Key Findings and Insights

The analysis has led to several important insights:

  1. VLE Interactions and Assessment Scores: There is a noticeable trend indicating that increased interactions within the VLE are generally associated with higher assessment scores. However, exceptions to this trend suggest that engagement quality is as important as quantity.

  2. Variations in VLE Interactions Across Courses: Student engagement with the VLE varies significantly across different courses, indicating that course design and content complexity play crucial roles in online learning engagement.

  3. Impact of Demographic Factors: Demographic factors such as education level and age influence academic outcomes. While some demographics like region and disability show less pronounced effects, they still contribute to the diversity of student performance.

Implications and Actions

Based on these findings, This project recommends the following actions for online education designers and instructors:

  • Enhance Interactive Elements: Develop target strategies to increase student interactions with the VLE while enhancing the quality and effectiveness of these interactions, especially for courses with lower interactions.

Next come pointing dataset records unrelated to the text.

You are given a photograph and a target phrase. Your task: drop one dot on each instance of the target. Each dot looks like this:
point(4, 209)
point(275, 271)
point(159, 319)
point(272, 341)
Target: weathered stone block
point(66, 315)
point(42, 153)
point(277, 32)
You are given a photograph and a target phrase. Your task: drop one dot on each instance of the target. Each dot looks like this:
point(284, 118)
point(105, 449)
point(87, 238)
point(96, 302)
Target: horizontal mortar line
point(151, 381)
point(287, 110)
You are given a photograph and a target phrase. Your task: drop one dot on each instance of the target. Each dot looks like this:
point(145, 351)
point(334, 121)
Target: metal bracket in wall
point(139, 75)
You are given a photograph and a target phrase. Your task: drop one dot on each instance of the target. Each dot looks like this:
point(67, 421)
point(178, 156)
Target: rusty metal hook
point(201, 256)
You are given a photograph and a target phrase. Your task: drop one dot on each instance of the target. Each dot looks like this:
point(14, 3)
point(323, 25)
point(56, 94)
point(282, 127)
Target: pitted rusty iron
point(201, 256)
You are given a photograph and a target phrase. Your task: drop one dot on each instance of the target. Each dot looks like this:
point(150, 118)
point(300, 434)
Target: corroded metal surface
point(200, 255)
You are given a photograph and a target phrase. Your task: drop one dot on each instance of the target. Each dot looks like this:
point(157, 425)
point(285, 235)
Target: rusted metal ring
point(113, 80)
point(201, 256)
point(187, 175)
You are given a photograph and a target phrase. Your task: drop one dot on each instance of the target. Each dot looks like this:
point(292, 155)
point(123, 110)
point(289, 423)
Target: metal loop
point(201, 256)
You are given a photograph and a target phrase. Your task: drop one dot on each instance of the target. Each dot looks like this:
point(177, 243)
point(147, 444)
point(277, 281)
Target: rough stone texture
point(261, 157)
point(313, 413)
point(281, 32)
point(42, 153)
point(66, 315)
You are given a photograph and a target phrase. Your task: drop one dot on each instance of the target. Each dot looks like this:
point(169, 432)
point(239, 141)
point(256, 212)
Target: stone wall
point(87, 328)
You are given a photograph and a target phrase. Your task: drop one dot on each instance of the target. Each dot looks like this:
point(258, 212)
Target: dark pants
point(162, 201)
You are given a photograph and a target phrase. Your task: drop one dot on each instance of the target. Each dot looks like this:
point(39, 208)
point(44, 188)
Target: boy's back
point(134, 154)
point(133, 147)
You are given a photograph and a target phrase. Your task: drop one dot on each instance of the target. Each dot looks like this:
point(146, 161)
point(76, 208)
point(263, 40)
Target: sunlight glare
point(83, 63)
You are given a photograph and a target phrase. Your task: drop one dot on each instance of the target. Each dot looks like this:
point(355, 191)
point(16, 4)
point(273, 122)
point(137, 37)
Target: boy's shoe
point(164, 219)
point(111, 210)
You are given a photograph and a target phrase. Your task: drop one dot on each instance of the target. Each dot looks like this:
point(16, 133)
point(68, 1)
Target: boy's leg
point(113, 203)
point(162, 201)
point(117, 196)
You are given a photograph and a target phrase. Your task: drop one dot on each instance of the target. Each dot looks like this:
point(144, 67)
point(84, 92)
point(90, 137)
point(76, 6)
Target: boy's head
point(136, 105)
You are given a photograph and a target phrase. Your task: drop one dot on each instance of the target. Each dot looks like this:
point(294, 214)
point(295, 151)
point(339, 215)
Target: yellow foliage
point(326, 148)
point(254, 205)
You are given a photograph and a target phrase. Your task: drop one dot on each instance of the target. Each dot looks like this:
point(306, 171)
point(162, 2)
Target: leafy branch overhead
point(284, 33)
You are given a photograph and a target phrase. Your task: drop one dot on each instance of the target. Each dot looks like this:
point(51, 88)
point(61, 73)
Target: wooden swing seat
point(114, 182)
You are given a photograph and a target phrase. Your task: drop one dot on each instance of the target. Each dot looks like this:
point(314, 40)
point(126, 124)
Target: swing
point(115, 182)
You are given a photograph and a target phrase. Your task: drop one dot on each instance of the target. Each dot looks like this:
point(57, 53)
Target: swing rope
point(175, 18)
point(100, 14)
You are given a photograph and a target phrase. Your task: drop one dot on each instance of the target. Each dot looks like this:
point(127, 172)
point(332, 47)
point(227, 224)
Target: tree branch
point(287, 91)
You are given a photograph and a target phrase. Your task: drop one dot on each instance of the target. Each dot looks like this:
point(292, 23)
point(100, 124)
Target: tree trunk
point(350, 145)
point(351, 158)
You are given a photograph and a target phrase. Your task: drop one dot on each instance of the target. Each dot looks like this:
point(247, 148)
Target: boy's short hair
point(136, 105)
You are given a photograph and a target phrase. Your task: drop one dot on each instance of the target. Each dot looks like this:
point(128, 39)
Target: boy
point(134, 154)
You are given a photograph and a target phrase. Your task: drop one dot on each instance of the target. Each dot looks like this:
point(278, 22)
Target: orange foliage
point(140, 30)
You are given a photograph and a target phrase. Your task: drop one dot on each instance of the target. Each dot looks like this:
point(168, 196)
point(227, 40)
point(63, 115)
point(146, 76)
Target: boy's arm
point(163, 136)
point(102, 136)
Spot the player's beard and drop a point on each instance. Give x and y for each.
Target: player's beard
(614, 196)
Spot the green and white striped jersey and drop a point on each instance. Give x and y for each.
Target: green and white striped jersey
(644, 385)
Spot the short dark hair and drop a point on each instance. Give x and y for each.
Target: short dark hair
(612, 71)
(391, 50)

  • Targeted Support: Offer additional support and resources to student groups that might be at a disadvantage, as indicated by their demographic background, which can be of significant to conduct further at-risk prediction and learning process monitoring.

Limitations

Our study is not without limitations. The data reflects only a snapshot of student behavior and performance, and long-term trends might differ. Additionally, the complexity of online learning behaviors means that there are likely other influential factors not captured in the data analysis of OULAD. Meanwhile, the data analysis presented only a few insights to the OULAD dataset, without applying modeling techniques like logistic regression or conducting statistical analysis like correlation.

Ethical Considerations

In conducting this analysis, especially for the demographic information in the dataset, all student identifiers were removed and used responsibly.